Mastodawn

We ran hachyderm.io, which is ruby on rails + postgres, off of 32 vCPUs, 128GB of ram, and 2 failing hard drives RAID 10'd with international NFS and IOPS performance measuring in the *dozens*

And 45,000 active users

Had the storage been faster than a 1997 floppy disk, we could've cut compute and ram by 80% and not suffered that much at all

Y'all really don't understand how far a single laptop can really push things anymore cause we waste computers so hard

https://mastodon.social/@GeePawHill/112613403362243583

Show thread

mx alex tax1a - 2020 (5)Jun 14, 2024

@hazelweakly the amount of compute available in your electronic toothbrush today would destroy a victorian schoolchild, etc

Show thread

mhoye Jun 14, 2024

@atax1a @hazelweakly Tired: A monkey at a typewriter.

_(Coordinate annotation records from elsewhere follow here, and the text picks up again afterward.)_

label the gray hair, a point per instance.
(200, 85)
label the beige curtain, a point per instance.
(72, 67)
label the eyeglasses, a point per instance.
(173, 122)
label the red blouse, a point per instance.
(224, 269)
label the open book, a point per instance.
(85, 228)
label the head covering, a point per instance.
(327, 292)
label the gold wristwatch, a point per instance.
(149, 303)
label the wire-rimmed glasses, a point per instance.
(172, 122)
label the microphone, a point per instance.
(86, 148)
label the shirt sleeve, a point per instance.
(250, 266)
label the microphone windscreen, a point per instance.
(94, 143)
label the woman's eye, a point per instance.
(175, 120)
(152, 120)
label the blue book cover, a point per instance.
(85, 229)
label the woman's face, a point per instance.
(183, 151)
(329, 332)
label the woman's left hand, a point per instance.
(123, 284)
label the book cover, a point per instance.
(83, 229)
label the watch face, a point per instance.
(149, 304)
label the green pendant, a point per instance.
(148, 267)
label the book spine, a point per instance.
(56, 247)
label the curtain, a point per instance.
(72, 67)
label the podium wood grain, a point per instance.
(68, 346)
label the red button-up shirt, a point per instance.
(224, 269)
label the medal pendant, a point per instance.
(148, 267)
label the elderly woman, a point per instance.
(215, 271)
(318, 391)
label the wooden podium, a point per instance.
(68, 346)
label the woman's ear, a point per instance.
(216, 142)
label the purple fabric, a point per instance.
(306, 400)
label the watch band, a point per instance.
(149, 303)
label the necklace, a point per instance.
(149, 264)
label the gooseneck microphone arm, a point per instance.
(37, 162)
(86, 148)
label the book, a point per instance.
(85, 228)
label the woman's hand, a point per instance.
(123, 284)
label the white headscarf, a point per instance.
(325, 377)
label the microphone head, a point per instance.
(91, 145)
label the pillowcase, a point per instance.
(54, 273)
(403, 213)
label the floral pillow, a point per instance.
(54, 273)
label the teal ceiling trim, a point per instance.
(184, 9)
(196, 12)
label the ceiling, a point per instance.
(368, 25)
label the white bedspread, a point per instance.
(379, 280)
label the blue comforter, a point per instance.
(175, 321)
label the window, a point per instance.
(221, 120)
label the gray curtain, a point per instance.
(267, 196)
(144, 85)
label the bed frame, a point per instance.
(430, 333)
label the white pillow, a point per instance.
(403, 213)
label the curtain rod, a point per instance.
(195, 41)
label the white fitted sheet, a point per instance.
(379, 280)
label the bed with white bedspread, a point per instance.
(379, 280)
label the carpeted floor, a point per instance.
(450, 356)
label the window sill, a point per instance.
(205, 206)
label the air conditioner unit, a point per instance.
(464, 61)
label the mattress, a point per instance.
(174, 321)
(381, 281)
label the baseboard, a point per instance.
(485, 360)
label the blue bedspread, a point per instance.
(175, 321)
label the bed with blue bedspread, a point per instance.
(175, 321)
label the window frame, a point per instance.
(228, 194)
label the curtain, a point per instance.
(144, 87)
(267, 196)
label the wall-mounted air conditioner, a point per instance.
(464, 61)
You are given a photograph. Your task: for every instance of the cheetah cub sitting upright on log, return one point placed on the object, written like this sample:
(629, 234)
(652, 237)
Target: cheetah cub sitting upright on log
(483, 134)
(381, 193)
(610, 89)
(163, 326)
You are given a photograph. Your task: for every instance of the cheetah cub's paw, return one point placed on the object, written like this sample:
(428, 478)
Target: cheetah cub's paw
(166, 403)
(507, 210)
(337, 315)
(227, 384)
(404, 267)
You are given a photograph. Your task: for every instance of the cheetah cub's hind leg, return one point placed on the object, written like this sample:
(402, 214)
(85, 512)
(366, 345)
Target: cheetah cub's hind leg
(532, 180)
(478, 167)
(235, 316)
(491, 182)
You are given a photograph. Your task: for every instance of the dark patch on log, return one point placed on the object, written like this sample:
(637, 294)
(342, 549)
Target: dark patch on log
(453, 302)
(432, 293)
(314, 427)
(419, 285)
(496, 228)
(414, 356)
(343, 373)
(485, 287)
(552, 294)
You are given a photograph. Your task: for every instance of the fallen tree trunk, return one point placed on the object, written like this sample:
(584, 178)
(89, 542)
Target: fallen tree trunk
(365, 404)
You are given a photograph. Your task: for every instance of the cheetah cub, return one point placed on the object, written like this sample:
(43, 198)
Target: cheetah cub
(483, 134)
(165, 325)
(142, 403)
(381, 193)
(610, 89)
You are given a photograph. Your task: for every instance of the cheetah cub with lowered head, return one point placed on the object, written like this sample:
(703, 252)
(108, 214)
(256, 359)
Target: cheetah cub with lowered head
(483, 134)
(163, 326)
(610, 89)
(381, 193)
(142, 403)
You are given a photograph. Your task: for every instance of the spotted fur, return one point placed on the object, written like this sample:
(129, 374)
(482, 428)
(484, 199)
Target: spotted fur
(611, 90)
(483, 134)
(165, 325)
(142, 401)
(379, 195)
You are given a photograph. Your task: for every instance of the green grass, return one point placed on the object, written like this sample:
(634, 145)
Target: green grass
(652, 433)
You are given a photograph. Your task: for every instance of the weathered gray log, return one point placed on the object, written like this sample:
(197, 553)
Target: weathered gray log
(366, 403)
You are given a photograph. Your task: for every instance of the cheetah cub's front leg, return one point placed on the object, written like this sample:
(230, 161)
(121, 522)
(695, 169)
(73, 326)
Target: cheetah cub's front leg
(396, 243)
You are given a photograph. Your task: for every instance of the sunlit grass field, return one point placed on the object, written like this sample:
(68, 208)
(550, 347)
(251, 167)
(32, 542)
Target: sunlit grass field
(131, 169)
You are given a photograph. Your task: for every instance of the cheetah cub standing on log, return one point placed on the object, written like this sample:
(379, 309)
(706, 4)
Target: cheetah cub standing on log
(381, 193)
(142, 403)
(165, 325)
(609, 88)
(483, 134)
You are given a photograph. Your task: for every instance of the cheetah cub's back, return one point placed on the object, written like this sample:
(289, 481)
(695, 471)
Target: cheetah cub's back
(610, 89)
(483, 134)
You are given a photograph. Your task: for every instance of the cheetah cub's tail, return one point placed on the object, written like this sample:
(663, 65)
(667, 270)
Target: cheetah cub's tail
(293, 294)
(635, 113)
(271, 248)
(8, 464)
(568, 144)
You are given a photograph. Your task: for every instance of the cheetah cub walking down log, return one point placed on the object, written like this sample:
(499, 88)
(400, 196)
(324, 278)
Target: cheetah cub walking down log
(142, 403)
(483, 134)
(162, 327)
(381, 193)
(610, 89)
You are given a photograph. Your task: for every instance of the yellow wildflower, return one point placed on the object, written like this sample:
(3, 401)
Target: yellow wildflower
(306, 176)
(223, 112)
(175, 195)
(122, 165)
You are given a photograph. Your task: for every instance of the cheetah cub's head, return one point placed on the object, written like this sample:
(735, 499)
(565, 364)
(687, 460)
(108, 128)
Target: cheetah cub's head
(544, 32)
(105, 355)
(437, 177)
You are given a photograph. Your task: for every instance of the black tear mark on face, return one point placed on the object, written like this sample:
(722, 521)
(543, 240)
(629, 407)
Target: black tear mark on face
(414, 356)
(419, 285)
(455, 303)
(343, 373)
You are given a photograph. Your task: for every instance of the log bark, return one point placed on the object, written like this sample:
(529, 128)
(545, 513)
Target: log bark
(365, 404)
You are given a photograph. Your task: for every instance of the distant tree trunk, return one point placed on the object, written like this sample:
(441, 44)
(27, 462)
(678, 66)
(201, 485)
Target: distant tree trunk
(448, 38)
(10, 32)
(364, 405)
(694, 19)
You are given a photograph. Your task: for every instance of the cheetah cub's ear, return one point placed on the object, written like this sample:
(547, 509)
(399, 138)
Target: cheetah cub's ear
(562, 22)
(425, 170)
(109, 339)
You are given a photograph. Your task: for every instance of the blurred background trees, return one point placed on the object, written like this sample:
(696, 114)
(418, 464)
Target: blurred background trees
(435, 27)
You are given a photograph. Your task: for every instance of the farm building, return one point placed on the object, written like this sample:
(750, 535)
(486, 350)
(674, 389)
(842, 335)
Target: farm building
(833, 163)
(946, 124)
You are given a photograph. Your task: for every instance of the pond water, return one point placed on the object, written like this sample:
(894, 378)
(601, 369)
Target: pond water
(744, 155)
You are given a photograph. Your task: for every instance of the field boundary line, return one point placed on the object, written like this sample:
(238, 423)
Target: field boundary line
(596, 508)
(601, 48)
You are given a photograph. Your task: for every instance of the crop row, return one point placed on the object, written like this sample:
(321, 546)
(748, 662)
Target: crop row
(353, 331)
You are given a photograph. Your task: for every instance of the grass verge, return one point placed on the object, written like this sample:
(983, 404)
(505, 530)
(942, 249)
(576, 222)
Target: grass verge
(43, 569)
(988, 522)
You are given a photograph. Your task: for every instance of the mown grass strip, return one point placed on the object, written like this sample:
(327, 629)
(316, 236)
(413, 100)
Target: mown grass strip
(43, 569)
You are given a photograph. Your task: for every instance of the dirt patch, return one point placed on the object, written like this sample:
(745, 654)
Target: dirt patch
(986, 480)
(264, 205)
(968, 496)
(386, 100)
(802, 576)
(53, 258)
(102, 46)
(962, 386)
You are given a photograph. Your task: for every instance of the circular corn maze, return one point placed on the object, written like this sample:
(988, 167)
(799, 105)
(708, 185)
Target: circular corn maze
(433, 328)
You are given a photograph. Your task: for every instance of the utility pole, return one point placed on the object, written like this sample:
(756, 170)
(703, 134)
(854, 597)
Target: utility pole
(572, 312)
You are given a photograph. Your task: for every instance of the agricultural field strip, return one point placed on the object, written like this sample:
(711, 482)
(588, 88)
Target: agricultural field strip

Wired: A victorian schoolchild with an abacus.

Show thread

Greg Glockner Jun 14, 2024

@hazelweakly @GeePawHill Current processors are so powerful that programmers look for tasks for idle cycles, such as prefetch, AI prediction, etc.

Show thread

Hazel Weakly Jun 14, 2024

@gglockner @GeePawHill it's just wild when you think about it. "we're gonna do 300% of the work because, statistically, it'll be a very very tiny bit faster than doing 100% of the work and you wouldn't even notice the other 200% anyways"

And they're right, you don't notice

Show thread

Andrew Helwer Jun 14, 2024

@hazelweakly one time at $bigtechco I worked on a service that had a custom-written event sourcing architecture deployed on k8s to a cluster of five very expensive cloud VMs. The userbase was 10 people who each used it maybe once every day. It was an internal app. It was slow as shit.

Show thread

0xC0DEC0DE07E9 Jun 14, 2024

@ahelwer but a database request to another machine (that has the data in RAM already) is about as fast as a fetching the data from a spinning disc! Clearly, we just need to store everything in RAM on remote machines - that’s the lesson, right? @hazelweakly

Show thread

rf Jun 15, 2024

@hazelweakly that storage setup! i thought "international" was autocorrect going wild at first then realized with horror what you meant

Show thread

rf Jun 15, 2024

@hazelweakly I see some info in the slides from your SRECon '23 talk, but is it public what you all run on now, like what size of deployment?

Show thread

Hazel Weakly Jun 15, 2024

@rf yes unfortunately international was not a typo 😅

We don't have a fully public writeup yet but mostly out of laziness than anything else. I'm happy to write something up soonish but from memory: vaguely about 64 cores and 256 gb of ram spread across 8 machines, and it could likely be solidly less at this point? It's been awhile since I looked and I bet I am way off somewhere!

Show thread

Eashwar Jun 15, 2024

@hazelweakly @rf The current performance improvement push is to get the end user closer to a CDN node (especially in South and East Asia) but the main mastodon stuff is generously provisioned.

Show thread

Bill Plein🌶Jun 15, 2024

@hazelweakly @mhoye Yes! A lot of CPU is held by IO wait states. Lower latency storage makes stateful apps faster. But the payoff isn’t just speed but also in freed up CPU. (Old school storage nerd here)

Show thread

Hazel Weakly Jun 15, 2024

@bplein @mhoye oh absolutely! During the heydey of the hachyderm migration we once got a CPU clogged up to 1700%+ cpu load!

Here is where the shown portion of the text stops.